Table 1. Segmentation accuracy on 18 6-month-old infant images, and diagnosis accuracy on other 59 infant subjects (29 autistics and 30 normal controls) from NDAR. The bold values indicate that our proposed method is significantly better than others with p-value < 0.005.

Diagnosis/Prediction on 6-Month-Old Infant Subjects from NDAR.

Based on the brain parcellation results, we then perform unpaired t-test on each ROI between 29 autistic and 30 normal subjects, who were later diagnosed at 24 months old. Among these two groups, we find statistically significant differences in many ROIs (p-value < 0.005), e.g., right precentral gyrus, left hippocampus, cingulate gyrus, cuneus, and lateral occipital cortex. Most of the autism-related regions identified by our method were also confirmed with previous reports on other children and young adults. For example, it was found in [23] that ASD is associated with decreased structural connectivity and functional connectivity in the lateral occipital cortex. This disruption may impair the integration of visual communication cues in ASD individuals, thereby impacting their social communications. In [4], it was found that children (7.5–12.5 years of age) with autism had larger left hippocampus than the controls. Although the ages of studied subjects are different, these results encourage us to explore the individualized diagnostic value of such potential biomarker regions. The last column of Table 1 provides the classification accuracy (ACC) and the area under the ROC curve (AUC) using leave-one-out cross-validation.
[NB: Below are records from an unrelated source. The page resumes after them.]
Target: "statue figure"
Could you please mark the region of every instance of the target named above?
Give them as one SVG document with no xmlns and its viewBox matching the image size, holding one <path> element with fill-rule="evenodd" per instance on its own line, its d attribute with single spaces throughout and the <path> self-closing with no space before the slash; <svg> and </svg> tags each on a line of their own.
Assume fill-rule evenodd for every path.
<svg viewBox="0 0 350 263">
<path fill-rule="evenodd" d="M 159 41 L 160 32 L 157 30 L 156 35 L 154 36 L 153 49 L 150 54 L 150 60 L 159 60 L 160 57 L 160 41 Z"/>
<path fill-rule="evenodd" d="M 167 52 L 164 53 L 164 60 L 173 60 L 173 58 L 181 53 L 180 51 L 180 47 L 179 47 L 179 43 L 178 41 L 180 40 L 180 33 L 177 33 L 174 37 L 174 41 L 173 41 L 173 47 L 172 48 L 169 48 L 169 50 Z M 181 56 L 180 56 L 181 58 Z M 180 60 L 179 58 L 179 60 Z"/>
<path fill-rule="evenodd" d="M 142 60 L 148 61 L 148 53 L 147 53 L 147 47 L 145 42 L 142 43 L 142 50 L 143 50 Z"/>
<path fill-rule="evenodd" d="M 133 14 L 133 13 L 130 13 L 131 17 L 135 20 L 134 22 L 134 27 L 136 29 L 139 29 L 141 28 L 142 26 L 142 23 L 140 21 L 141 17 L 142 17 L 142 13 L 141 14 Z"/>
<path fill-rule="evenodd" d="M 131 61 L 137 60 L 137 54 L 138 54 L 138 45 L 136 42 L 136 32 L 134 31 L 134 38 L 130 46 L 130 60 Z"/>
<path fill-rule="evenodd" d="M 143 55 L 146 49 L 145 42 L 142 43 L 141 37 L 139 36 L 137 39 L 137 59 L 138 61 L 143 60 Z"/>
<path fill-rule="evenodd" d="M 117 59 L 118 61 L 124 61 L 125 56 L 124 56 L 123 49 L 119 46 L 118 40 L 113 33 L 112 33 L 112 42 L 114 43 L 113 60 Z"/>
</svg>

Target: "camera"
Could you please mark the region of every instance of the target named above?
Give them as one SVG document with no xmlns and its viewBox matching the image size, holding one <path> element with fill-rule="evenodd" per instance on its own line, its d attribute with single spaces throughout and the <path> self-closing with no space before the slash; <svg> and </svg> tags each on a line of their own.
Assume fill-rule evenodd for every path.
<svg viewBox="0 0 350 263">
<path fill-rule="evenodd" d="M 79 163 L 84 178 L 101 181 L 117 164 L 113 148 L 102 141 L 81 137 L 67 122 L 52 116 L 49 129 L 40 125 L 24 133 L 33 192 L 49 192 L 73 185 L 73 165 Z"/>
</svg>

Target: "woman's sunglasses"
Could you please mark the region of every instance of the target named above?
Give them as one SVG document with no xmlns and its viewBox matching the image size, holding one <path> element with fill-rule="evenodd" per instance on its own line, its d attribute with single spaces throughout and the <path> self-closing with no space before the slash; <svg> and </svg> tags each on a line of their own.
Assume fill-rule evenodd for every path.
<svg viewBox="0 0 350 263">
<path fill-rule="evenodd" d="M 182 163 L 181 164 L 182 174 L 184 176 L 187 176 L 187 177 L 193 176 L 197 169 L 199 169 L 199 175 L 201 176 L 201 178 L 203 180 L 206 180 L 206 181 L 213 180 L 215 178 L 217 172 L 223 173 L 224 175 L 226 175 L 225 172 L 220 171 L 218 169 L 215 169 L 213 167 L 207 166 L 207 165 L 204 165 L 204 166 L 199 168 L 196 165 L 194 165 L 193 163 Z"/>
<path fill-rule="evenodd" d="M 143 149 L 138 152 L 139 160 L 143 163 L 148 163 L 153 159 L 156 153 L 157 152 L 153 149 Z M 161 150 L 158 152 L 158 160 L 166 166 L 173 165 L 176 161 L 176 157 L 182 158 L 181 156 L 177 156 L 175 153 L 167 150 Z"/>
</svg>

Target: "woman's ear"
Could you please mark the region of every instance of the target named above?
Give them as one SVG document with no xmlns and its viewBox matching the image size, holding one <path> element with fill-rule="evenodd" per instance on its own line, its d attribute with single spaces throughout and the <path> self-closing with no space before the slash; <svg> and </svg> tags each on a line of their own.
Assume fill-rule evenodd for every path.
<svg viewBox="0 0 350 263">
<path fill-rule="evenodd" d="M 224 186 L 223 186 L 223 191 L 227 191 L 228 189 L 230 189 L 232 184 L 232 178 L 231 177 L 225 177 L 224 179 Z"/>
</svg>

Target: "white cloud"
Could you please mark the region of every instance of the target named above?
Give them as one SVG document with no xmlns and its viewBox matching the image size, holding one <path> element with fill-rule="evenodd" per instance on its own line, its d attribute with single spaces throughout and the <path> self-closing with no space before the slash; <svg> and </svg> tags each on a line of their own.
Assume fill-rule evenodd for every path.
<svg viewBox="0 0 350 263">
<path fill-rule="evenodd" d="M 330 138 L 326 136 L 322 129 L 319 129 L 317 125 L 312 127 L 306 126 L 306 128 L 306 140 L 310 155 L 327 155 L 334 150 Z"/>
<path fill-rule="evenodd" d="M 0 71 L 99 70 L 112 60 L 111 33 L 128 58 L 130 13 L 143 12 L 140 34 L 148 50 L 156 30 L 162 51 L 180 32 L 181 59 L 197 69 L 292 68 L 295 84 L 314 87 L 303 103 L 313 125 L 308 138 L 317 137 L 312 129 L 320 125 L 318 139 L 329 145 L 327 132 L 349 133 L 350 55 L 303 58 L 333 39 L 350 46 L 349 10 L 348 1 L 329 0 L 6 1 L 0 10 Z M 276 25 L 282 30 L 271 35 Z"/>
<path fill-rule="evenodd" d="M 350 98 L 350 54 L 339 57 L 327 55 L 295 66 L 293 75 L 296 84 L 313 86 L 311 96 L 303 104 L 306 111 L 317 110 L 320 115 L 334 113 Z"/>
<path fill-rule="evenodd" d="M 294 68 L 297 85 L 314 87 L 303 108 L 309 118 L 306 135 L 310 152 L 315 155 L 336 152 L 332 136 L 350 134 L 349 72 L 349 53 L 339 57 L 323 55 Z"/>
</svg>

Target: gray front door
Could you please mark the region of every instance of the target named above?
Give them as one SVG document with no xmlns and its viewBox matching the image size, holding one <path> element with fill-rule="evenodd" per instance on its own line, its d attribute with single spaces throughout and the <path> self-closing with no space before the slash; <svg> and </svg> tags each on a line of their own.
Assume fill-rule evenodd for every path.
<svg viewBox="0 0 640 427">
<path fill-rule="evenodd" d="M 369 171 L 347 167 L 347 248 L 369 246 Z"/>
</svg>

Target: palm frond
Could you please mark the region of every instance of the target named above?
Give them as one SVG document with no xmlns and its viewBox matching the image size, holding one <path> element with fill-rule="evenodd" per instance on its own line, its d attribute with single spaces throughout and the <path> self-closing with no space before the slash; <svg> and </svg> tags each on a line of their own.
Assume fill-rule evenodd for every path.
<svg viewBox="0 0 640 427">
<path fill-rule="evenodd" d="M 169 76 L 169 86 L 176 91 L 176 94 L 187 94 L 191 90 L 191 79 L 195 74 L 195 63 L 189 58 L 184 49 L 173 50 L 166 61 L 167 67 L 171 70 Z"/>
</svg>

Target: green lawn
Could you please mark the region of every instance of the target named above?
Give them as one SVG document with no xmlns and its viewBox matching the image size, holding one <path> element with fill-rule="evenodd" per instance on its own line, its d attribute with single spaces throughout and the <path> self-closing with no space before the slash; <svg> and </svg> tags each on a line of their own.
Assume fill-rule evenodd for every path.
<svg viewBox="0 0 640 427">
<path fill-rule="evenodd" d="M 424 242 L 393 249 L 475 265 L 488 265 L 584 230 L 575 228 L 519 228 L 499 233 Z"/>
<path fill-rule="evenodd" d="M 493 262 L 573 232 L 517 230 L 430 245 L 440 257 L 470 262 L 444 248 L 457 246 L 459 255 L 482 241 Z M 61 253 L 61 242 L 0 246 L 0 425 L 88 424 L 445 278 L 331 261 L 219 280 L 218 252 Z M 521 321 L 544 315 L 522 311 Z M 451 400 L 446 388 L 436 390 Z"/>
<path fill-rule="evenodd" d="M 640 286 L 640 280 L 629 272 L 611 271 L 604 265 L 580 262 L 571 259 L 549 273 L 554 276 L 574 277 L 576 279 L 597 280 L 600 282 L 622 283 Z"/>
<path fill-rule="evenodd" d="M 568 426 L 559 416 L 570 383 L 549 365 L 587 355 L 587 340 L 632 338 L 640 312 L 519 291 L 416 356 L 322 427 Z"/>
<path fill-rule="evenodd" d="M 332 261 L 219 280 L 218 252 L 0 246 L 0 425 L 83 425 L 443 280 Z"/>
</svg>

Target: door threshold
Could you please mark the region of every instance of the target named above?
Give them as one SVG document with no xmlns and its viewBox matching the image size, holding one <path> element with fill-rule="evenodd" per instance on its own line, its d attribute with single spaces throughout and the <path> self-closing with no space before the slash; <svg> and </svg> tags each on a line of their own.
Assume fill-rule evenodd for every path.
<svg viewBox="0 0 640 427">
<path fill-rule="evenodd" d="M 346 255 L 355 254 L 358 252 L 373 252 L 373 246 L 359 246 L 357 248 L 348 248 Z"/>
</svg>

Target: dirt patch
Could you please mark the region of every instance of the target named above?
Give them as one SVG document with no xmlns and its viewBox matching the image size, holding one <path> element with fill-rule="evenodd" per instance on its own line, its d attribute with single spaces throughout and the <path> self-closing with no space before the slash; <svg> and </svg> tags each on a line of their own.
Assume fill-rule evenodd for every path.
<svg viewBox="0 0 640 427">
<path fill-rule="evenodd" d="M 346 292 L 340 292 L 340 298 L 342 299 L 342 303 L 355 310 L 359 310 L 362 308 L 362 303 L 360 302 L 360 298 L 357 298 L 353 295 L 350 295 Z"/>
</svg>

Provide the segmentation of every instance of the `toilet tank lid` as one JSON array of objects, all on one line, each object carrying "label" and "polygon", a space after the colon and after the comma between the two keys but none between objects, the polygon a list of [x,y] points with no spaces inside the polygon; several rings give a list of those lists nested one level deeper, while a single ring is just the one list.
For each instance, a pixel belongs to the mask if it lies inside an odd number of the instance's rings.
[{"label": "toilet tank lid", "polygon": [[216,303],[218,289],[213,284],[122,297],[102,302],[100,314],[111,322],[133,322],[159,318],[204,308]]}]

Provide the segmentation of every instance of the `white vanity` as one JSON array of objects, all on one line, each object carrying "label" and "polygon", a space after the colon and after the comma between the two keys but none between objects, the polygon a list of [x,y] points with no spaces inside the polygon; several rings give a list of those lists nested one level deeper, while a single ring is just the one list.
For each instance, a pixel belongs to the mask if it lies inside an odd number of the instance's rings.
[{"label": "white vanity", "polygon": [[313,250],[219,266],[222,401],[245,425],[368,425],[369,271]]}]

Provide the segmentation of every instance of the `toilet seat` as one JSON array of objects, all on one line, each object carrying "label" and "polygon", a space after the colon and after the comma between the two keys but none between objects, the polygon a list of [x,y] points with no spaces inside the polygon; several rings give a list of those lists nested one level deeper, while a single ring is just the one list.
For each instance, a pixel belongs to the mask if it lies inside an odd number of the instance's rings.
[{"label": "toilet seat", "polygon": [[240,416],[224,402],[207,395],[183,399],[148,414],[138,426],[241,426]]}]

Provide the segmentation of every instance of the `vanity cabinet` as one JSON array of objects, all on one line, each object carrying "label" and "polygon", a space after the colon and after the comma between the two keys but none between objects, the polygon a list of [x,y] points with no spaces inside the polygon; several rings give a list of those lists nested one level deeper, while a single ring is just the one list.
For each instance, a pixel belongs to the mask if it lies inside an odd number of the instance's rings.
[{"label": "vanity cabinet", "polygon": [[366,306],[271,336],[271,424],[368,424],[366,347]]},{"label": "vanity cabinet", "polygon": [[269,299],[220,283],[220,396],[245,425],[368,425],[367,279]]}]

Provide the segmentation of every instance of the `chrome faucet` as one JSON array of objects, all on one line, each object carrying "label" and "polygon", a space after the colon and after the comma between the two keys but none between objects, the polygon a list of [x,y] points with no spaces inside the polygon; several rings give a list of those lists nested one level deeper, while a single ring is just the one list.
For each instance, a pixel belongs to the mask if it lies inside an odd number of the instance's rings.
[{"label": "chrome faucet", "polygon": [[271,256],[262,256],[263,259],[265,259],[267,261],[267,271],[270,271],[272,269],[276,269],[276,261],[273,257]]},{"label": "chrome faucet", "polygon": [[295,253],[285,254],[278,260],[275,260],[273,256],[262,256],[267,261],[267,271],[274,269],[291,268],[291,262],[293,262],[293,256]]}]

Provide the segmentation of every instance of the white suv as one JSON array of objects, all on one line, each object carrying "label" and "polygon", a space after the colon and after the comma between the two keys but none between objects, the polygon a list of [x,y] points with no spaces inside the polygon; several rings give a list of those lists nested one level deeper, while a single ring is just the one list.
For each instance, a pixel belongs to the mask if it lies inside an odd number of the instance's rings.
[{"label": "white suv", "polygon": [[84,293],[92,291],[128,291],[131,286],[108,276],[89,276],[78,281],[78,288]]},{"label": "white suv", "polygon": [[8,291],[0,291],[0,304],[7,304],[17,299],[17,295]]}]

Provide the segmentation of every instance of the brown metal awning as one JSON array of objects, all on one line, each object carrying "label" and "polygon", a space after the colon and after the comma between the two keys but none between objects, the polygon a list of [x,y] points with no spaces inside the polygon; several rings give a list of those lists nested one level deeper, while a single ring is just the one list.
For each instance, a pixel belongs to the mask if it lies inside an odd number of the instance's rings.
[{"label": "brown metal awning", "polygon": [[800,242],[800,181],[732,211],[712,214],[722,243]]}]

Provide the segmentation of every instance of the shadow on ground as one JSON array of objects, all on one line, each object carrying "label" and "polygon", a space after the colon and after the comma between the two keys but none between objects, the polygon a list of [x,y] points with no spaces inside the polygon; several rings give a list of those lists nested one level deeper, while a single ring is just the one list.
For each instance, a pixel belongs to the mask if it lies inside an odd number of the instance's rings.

We make a quick comparison with [20], in which they achieved 0.87 ACC and 0.96 AUC on 19 autistic and 19 normal infants. Besides, we also perform ROI-based volumetric measurements based on the segmentations achieved by other methods in Table 1. We found that much less significant regions were identified based on their segmentations. The corresponding ACC and AUC by other methods are also provided in the last column of Table 1. It is clear that our method achieves the highest diagnosis/prediction accuracy, which also indicates a high segmentation accuracy achieved by the proposed ADU-Net.

To conclude, for the first time, this paper presents a novel volume-based analysis on 6-month-old infant subjects at-risk of autism. We first proposed an anatomy-guided and densely-connected convolutional neural network for accurate tissue segmentation. Based on accurate segmentations, we then perform brain parcellation and statistical analysis to identify significantly different regions between autistic and normal infant subjects for final classification. Comparisons with the state-of-the-art methods demonstrate the advantages of our proposed method in terms of both segmentation accuracy and diagnosis accuracy. Our future work will include improvement of diagnosis accuracy by using surface-based features, e.g., cortical thickness and surface area, and further validation on more infant subjects.